Bill Shorten Really Loves "The Newsroom" Because Of Course He Does

    The Labor opposition leader sat down with BuzzFeed News for a chat about the republic, Aaron Sorkin, and scripting his identity.

    Bill Shorten is on a rant about how Australia will do over the next 20 years and is ticking off targets: aged care, gender equality, Asia development. He ends his passionate tear by making the point that Australia must finally break its ties with the UK monarchy – and punt the Queen.

    It’s the whole argument for the republic: We can stop borrowing the monarch of another country, we’re probably ready to stand on our two feet,” says Shorten, whose mother-in-law is Quentin Bryce, Australia’s first female governor-general and the first Queen's representative to call for a republic.

    In a sit-down interview with BuzzFeed News in his Canberra office, a calm and confident Shorten considers whether this long-term vision means scrapping the infamous “knights and dames” reintroduced by prime minister Tony Abbott if Labor wins next year’s election.

    “Oh yeah,” he says, looking incredulous.

    "We’d scrap it in our first 100 days. It’s ridiculous."

    Shorten’s new found voice on the republic question lets the Labor leader assert his personal vision for Australia. It contrasts wildly to the much ridiculed views of monarchist Tony Abbott and might even draw Malcolm Turnbull kicking and screaming into a national debate.

    But almost 18 months into his tenure as leader, Labor’s “faceless man” continues to grapple with an image problem. Shorten’s political enemies – internal and external – criticise his clinical approach to opposition and question his ability to articulate who he really is.

    The former union man cannot shake off the animated GIF of a Melbourne press conference that shows him confidently saying “I believe” and then checking his notes. It's a classic meme.

    This cringe continued last week when ABC host Jon Faine asked Shorten, “What does Bill Shorten actually believe in?” Shorten replied, “Everybody is somebody.”

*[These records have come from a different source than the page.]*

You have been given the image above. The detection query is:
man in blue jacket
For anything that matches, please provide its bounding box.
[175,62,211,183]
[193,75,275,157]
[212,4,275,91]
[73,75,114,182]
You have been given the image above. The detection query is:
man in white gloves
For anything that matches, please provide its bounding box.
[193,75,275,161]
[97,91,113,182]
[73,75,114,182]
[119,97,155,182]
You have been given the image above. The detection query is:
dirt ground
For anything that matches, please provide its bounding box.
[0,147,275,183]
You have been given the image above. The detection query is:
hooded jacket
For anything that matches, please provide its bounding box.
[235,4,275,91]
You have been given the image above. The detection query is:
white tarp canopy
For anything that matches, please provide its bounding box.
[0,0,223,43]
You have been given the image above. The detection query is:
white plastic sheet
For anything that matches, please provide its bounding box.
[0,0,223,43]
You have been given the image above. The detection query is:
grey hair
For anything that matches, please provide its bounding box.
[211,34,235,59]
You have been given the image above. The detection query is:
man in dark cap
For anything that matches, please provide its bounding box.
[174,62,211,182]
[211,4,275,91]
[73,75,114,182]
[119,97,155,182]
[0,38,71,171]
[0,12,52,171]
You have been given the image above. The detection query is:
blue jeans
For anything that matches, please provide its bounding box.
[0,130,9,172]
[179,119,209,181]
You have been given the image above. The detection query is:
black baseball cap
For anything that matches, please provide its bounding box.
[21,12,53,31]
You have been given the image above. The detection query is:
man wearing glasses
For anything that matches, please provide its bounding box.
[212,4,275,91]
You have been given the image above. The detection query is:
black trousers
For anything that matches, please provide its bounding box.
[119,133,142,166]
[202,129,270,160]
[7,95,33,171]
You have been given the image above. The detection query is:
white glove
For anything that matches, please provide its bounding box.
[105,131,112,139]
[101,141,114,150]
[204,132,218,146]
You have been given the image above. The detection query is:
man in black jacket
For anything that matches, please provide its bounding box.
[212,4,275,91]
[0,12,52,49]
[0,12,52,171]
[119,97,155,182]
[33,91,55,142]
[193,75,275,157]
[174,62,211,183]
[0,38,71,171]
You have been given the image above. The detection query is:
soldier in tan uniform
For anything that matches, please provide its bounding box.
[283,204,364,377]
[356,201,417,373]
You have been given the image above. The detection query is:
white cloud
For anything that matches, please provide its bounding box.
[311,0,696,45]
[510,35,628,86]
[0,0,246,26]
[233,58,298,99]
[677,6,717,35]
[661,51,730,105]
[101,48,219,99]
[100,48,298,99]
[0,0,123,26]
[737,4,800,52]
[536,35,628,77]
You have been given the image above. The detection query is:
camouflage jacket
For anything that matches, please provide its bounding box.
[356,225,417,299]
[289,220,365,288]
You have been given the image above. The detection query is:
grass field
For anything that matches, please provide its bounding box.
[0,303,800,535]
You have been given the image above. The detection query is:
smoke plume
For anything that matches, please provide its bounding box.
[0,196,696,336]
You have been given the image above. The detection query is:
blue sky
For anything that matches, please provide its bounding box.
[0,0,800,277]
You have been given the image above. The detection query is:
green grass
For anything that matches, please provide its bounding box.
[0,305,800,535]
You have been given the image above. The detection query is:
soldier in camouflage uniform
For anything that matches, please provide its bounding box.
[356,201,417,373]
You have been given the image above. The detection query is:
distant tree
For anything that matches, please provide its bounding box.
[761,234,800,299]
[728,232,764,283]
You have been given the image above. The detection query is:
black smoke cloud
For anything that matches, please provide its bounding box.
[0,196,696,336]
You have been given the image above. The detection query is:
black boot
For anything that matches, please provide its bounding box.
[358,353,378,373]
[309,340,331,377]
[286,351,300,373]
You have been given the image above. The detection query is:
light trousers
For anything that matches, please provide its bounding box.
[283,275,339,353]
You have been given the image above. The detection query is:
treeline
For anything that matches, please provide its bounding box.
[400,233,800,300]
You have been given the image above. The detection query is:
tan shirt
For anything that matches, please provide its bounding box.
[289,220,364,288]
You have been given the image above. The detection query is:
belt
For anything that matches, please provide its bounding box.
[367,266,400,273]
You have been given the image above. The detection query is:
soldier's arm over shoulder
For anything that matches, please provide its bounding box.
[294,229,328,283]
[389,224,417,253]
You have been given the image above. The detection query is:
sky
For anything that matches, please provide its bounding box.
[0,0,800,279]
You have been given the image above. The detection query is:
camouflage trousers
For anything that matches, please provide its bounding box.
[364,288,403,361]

    “Well the Labor Party believes in lots of things and it’s a great opportunity this morning to talk about some of them,” Shorten replied. “What I fundamentally believe and I think it was Martin Luther King who said this best, but it’s, I think it’s true now, is everybody is somebody.”

    When Shorten registers with the disengaged public it is because he is the master of the heavily scripted, dad-joke zinger.

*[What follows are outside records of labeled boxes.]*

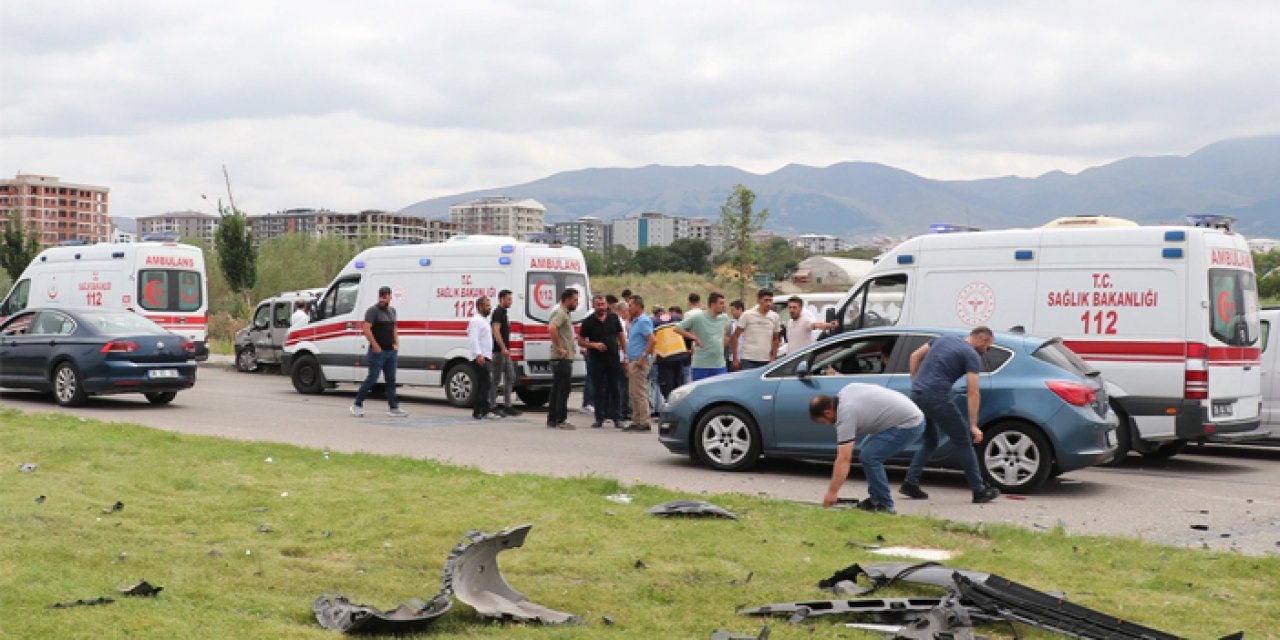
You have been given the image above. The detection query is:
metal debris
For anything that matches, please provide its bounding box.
[311,591,453,635]
[648,500,737,520]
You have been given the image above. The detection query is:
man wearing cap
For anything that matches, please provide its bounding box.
[351,287,408,417]
[809,383,924,513]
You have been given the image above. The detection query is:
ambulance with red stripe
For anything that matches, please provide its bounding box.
[835,215,1267,460]
[0,236,209,360]
[282,236,591,407]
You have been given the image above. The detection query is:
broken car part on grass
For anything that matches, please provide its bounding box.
[648,500,737,520]
[739,562,1243,640]
[311,525,581,635]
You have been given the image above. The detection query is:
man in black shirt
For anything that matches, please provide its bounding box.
[489,289,520,416]
[351,287,408,417]
[577,296,622,429]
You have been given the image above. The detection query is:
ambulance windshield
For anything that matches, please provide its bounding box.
[1208,269,1260,347]
[525,271,591,323]
[138,269,205,312]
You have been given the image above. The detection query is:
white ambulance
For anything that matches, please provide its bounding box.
[0,237,209,360]
[282,236,591,407]
[836,216,1265,460]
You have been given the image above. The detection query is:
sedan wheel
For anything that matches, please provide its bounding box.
[694,406,760,471]
[978,424,1053,493]
[54,362,88,407]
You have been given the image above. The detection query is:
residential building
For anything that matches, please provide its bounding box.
[315,210,460,242]
[791,233,849,255]
[137,211,223,247]
[0,173,111,246]
[246,209,322,247]
[449,196,547,239]
[549,215,613,256]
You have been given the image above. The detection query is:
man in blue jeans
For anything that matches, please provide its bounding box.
[351,287,408,417]
[900,326,1000,504]
[809,383,924,513]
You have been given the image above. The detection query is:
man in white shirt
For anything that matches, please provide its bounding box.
[809,383,924,513]
[730,289,782,370]
[467,296,502,420]
[787,296,836,353]
[289,300,311,328]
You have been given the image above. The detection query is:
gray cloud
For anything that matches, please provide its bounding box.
[0,0,1280,215]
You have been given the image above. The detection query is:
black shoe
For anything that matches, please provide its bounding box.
[897,483,929,500]
[973,486,1000,504]
[858,498,897,513]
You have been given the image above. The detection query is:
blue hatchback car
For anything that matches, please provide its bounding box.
[658,326,1117,493]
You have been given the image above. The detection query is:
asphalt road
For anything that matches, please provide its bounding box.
[0,364,1280,554]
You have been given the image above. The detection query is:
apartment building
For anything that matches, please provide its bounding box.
[449,196,547,239]
[137,211,223,247]
[791,233,849,255]
[549,215,613,256]
[0,173,111,246]
[315,210,461,242]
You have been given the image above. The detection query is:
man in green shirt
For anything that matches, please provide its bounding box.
[676,293,730,381]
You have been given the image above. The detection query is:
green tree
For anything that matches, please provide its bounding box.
[216,166,257,308]
[667,238,712,274]
[0,211,40,280]
[604,244,635,275]
[717,184,769,300]
[582,248,607,276]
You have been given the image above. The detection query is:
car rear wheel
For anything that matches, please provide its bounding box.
[444,362,476,407]
[236,346,257,372]
[516,389,552,408]
[978,422,1053,493]
[289,353,324,396]
[143,392,178,404]
[52,362,88,407]
[694,404,760,471]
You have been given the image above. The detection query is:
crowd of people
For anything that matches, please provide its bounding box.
[351,287,1000,513]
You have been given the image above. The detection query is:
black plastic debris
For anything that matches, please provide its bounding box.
[311,593,453,635]
[120,580,164,598]
[444,525,582,625]
[45,595,115,609]
[648,500,737,520]
[712,625,769,640]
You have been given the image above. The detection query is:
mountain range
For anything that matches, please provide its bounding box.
[402,134,1280,239]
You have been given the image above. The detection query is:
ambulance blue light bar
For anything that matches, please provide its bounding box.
[929,223,982,233]
[1187,214,1235,230]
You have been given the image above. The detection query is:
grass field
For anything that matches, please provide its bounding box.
[0,410,1280,639]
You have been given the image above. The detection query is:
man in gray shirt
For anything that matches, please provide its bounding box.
[809,383,924,513]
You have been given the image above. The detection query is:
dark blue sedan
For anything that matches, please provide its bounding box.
[658,326,1117,493]
[0,308,196,406]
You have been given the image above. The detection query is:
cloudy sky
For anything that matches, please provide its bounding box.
[0,0,1280,216]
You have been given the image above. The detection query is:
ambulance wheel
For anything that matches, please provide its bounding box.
[444,362,476,407]
[516,389,552,408]
[289,353,325,394]
[692,404,760,471]
[236,347,257,374]
[143,392,178,404]
[978,422,1053,493]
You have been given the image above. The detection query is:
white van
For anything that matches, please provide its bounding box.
[282,236,591,407]
[836,216,1265,458]
[0,238,209,360]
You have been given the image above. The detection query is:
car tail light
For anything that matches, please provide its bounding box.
[1044,380,1098,407]
[99,340,138,353]
[1183,342,1208,399]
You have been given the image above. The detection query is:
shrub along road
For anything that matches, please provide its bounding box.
[0,365,1280,554]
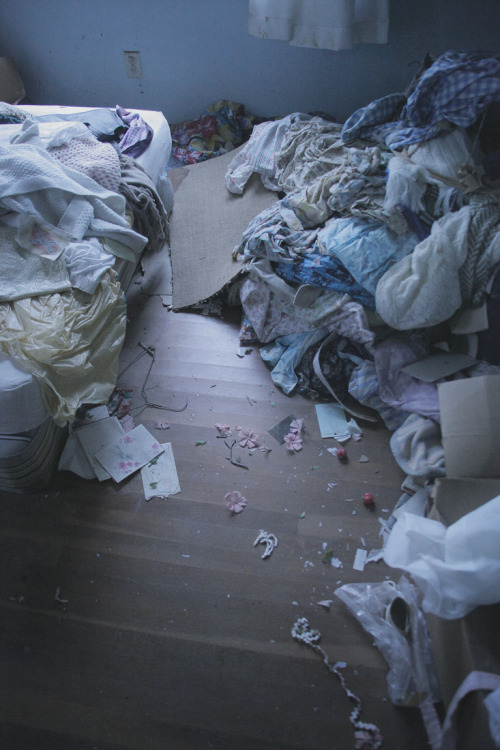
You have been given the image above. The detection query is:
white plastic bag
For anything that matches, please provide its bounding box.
[384,495,500,620]
[335,576,440,706]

    So it should surprise no one that his favourite TV show is Aaron Sorkin’s The Newsroom.

    “I love The Newsroom because it really paints how the media is,” he says. “I love the idea of a media team wrestling with an ethical issue on the fly.”

    And if a TV shows reflect a leader’s personality this one could not be a more perfect choice.

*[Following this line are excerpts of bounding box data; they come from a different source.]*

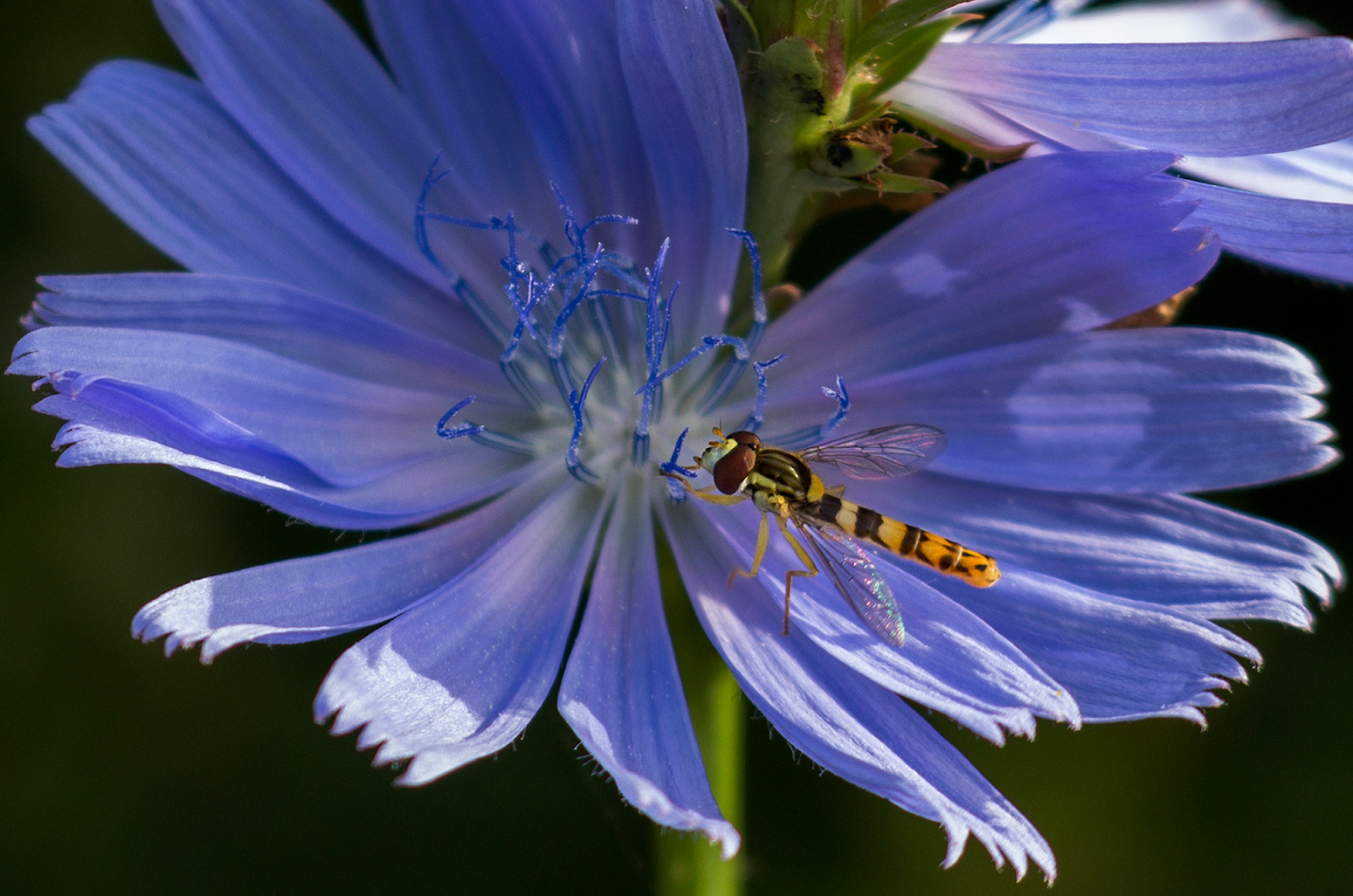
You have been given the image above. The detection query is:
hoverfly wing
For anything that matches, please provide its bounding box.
[793,516,907,647]
[798,423,948,479]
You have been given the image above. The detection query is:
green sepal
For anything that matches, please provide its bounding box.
[888,131,935,161]
[893,106,1034,165]
[871,13,982,94]
[860,171,948,193]
[847,0,963,66]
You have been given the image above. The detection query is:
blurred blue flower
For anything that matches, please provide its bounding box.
[889,0,1353,283]
[9,0,1340,875]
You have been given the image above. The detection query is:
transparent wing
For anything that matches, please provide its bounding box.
[798,423,948,479]
[790,514,907,647]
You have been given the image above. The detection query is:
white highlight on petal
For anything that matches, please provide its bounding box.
[1013,0,1321,43]
[889,252,967,299]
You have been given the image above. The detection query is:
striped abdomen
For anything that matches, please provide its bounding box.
[799,494,1001,588]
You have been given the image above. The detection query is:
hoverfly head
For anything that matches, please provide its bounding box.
[699,429,760,494]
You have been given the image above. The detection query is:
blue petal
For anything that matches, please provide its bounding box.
[365,0,563,234]
[763,153,1218,392]
[663,509,1056,878]
[559,478,742,859]
[28,274,511,401]
[919,564,1260,722]
[315,482,601,785]
[1019,0,1321,43]
[767,327,1338,492]
[28,62,496,354]
[697,505,1079,743]
[618,0,747,345]
[131,470,561,663]
[10,326,513,486]
[1175,140,1353,203]
[156,0,441,283]
[897,38,1353,156]
[9,326,524,528]
[848,471,1344,628]
[1182,183,1353,283]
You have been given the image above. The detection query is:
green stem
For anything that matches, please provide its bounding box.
[654,564,747,896]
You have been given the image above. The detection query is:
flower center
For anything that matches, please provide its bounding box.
[415,161,780,485]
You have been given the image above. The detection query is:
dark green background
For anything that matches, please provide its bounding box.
[0,0,1353,896]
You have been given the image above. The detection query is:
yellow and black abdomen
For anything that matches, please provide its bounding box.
[801,494,1001,588]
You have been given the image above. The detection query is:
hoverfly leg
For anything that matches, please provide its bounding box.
[776,514,819,638]
[660,470,747,506]
[727,513,770,588]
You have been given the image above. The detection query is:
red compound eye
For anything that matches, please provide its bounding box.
[714,446,757,494]
[729,429,760,451]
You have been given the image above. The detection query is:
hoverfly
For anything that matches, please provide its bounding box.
[664,423,1001,646]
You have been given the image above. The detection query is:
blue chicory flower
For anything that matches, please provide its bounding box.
[889,0,1353,283]
[9,0,1340,877]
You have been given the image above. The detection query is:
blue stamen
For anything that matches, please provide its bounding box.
[546,245,601,358]
[774,376,850,448]
[739,355,786,432]
[658,426,695,504]
[697,227,770,414]
[629,240,679,464]
[437,395,484,439]
[414,153,508,341]
[635,336,748,395]
[819,376,850,441]
[564,355,606,486]
[437,395,536,456]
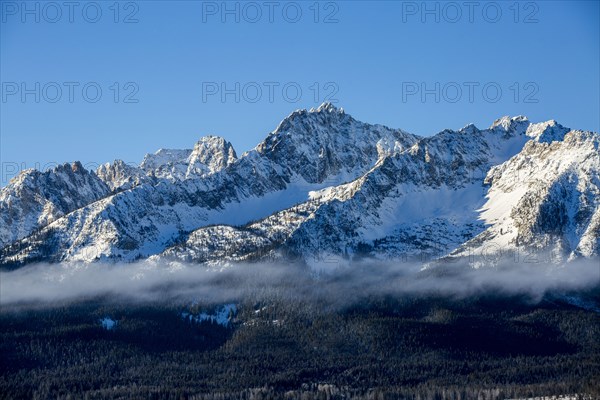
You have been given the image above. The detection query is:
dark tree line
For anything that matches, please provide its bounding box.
[0,295,600,400]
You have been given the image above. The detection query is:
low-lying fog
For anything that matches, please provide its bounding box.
[0,260,600,306]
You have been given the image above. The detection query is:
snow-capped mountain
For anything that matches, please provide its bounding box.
[0,162,110,247]
[0,104,600,266]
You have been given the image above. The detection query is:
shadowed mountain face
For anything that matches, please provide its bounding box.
[0,104,600,267]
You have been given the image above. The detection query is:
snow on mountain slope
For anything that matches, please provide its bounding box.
[0,104,600,268]
[160,117,580,263]
[3,104,417,264]
[140,136,237,180]
[96,160,152,192]
[0,162,110,247]
[452,130,600,261]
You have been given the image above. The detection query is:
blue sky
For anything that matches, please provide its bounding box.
[0,0,600,185]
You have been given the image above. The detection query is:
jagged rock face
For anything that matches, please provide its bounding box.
[0,105,416,262]
[256,104,418,183]
[454,130,600,259]
[0,162,110,247]
[186,136,237,177]
[96,160,152,192]
[140,136,237,181]
[0,104,600,266]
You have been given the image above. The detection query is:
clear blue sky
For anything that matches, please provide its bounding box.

    Former Labor prime minister Julia Gillard nominated Game of Thrones as her favourite: a show about power-hungry leaders literally backstabbing their way to the top job.

    Abbott says Downton Abbey is his most beloved show; an upstairs-downstairs tale of class and privilege set in a Victorian England that the prime minister must wish still exists.

    “I’m also a huge fan of Aaron Sorkin scripts,” says Shorten.

    He raise his hands in acclaim: “Sorkin! Love his scripts!”

    In the coming weeks the Labor opposition is expected to join the government and pass new metadata retention legislation angering journalists, privacy advocates, and freedom-of-speech campaigners.

    Shorten is focusing his fight on universities in the short term and battling the government on social issues from now until next year. He maintains the looming spectre of the "socially progressive" Malcolm Turnbull doesn’t worry him.

    “He’s had a historical instinct for a republic, but I don’t see changing the leader of the party encouraging that debate. Marriage equality, climate change, the republic. I think the problem with Australian politics is that the Liberal Party has just gone so far to the right.”

    The republic discussion is back and looks set to remain a key part of Bill Shorten’s script.